Mi sono illuso per anni che questa libertà mi rappresentasse e un po’ mi piacesse: come per la sindrome di Stoccolma, chiamiamola rassegnazione. L’idea di dover lasciare qualsiasi posto da un momento all’altro, sempre pronto a impacchettare tutto in poche ore e partire. Dove sarei andato? Una soluzione l’avrei trovata: si trova sempre. Ero libero, libero di andare dove volevo, ovunque e all’improvviso.
Solo recentemente ho capito che non si trattava affatto di libertà, ma del suo esatto opposto. Come sostiene James Greig in un articolo per Dazed, “la crisi abitativa comporta una ‘disastrosa perdita di libertà’ […] Abbiamo meno libertà di scegliere dove vivere, meno libertà di sentirci sicuri e di vivere vite dignitose. Oggi, tutti tranne i giovani più benestanti sono soggetti alla precarietà abitativa in qualche forma (il che comprende avere difficoltà a pagare l’affitto, il sovraffollamento, dover traslocare frequentemente, o spendere un’alta proporzione del proprio reddito per l’alloggio)”.
Quando ci si trova in balia di contratti che impongono di cambiare casa ogni pochi anni, o addirittura ogni pochi mesi, la caccia agli appartamenti ammobiliati diventa inevitabile.

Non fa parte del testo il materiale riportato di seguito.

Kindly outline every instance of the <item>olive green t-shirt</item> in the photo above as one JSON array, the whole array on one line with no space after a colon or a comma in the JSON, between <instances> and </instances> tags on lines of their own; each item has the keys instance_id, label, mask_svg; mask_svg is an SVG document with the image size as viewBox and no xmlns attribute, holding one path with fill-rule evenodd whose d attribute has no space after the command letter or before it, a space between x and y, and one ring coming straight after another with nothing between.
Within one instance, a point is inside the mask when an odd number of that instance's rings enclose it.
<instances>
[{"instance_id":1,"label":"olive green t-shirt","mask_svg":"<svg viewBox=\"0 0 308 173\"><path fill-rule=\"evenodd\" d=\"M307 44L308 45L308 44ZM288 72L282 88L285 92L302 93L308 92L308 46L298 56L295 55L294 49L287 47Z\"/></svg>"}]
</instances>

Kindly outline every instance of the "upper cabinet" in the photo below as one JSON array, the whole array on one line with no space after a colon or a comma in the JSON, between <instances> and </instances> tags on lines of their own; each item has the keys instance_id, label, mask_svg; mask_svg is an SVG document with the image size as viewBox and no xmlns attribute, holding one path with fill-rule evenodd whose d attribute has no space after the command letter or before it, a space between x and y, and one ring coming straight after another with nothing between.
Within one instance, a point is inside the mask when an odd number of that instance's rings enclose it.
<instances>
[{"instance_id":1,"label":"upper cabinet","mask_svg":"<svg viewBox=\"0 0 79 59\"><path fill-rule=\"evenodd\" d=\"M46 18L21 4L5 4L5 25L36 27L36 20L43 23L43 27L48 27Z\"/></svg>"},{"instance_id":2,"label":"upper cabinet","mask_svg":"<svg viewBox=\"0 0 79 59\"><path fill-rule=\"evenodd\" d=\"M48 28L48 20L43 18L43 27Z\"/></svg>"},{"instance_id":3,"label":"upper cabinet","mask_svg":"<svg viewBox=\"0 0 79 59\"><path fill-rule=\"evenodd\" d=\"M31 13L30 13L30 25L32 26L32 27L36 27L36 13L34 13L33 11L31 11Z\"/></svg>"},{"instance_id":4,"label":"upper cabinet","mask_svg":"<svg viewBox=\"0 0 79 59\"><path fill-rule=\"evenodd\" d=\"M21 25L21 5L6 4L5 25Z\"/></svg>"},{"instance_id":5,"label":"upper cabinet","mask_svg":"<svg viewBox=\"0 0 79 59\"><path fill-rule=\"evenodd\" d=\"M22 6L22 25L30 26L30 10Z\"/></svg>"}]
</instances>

Questo tipo di precarietà causa un’ansia ambientale cronica. Rende più difficile rilassarsi, godersi il tempo che si ha nel posto in cui si vive […] Si avverte un senso di nostalgia anticipatoria, aspettando il giorno in cui si verrà cacciati. Permettere a sé stessi di provare qualsiasi tipo di attaccamento sembra inutile: perché preoccuparsi di legare con la propria comunità locale quando si sa di essere lì in prestito? Non c’è da meravigliarsi che la solitudine sia così comune quando le persone sono disincentivate dal mettere radici nelle aree in cui vivono. Una casa dovrebbe fornire sicurezza, protezione, qualche tipo di barriera dal mondo esterno. Se funzioni realmente così in pratica, non ne sono sicuro, ma la sua assenza può certamente essere sentita.